As demonstrated in [1], a significant number of causal genes shared by two diseases indicates common disease mechanisms, a clinical link or affiliation with a group of similar pathologies. Human disease associations presented in HumanPSD reports are deduced by an analysis process that largely follows [1] and features several refinements.
A causal disease-gene network is gathered from the complete human disease biomarker collection of the HumanPSD by selecting associations of the types Causal and Preventative as well as Correlative associations with the attribute Disease mechanism. The network is further restricted to diseases with at least five causal genes connecting over 850 diseases and more than 7350 causal genes.
Classical hypothesis tests like the binomial or the Fisher test are at our disposal to assess the statistical significance of the number of shared causal genes. However, the underlying distributions assume that samples (of the same size) are drawn with equal probability, whereas we observe that occurrence frequencies of causal genes within disease gene sets can differ strongly thereby violating that assumption. The 25 most frequent causal genes of our data set are shown in Fig. 1 together with the proportion of diseases with which they were associated.
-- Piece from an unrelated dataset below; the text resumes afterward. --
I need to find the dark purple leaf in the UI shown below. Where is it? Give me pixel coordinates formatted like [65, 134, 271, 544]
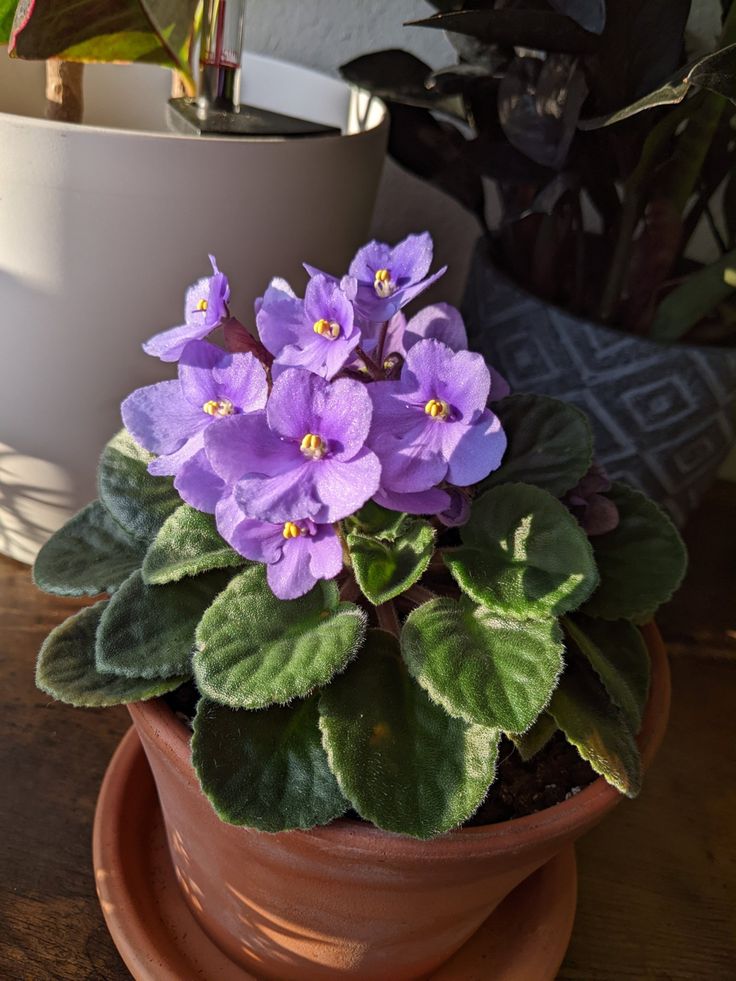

While some causal genes are associated with only a handful of diseases, others like TNF, IFNG or TGFB1 played a role in every fifth to almost every third disease type. Therefore, diseases linked to the more frequent genes are more likely to share causal genes with other diseases.
To account for unequal gene occurrence frequencies, [1] estimated for each disease the expected overlap with a randomly generated set of causal genes as a function of the gene set size. The expected overlap estimated with this function was then applied as parameter of the Poisson distribution to compute the statistical significance for an observed number of shared causal genes:
$$P(X \geqslant x) = 1 - e^{-\hat{\lambda}} \sum_{0 \leqslant k < x} \frac{\hat{\lambda}}{k!}$$
Several improvements were applied for the HumanPSD reports. The sampling process was adapted to better cover the range of possible causal gene sets from 5 to 7000 genes allowing for improved modeling of expected overlaps and gene set sizes. Instead of using linear regression, conditional mean overlaps were fit using Bézier curves to accommodate different shapes of the gene set size/overlap function as well as to adhere to theoretical bounds imposed by minimal and maximal gene set and overlap sizes. Figure 2 exemplifies random gene set and resulting overlap data for four diseases. Please see figure caption for details.
The obtained regression models are applied to calculate a similarity between all disease pairs. The HumanPSD disease reports present for each disease the set of diseases with at least two shared causal genes and an overlap false discovery rate (FDR) below 0.05. FDRs are estimated by using the R p.adjust method with method = "BH". We denote the set of significantly similar diseases defined by certain similarity thresholds as disease vicinity. Within a Disease Report, the disease vicinity information is provided as table which contains columns with names of neighboring diseases (Disease), the MeSH ID (MeSH ID), a description whether a disease is also parent or child within the MeSH hierarchy (MeSH relationship), the number of shared causal genes (Overlap (common biomarkers) and the FDR (Adjusted p-value). Besides the tabular view, disease vicinities are presented by a network plot as well as a heatmap co-clustering diseases and shared causal genes. Examples are shown in Figures 3 and 4. Please see figure captions for details.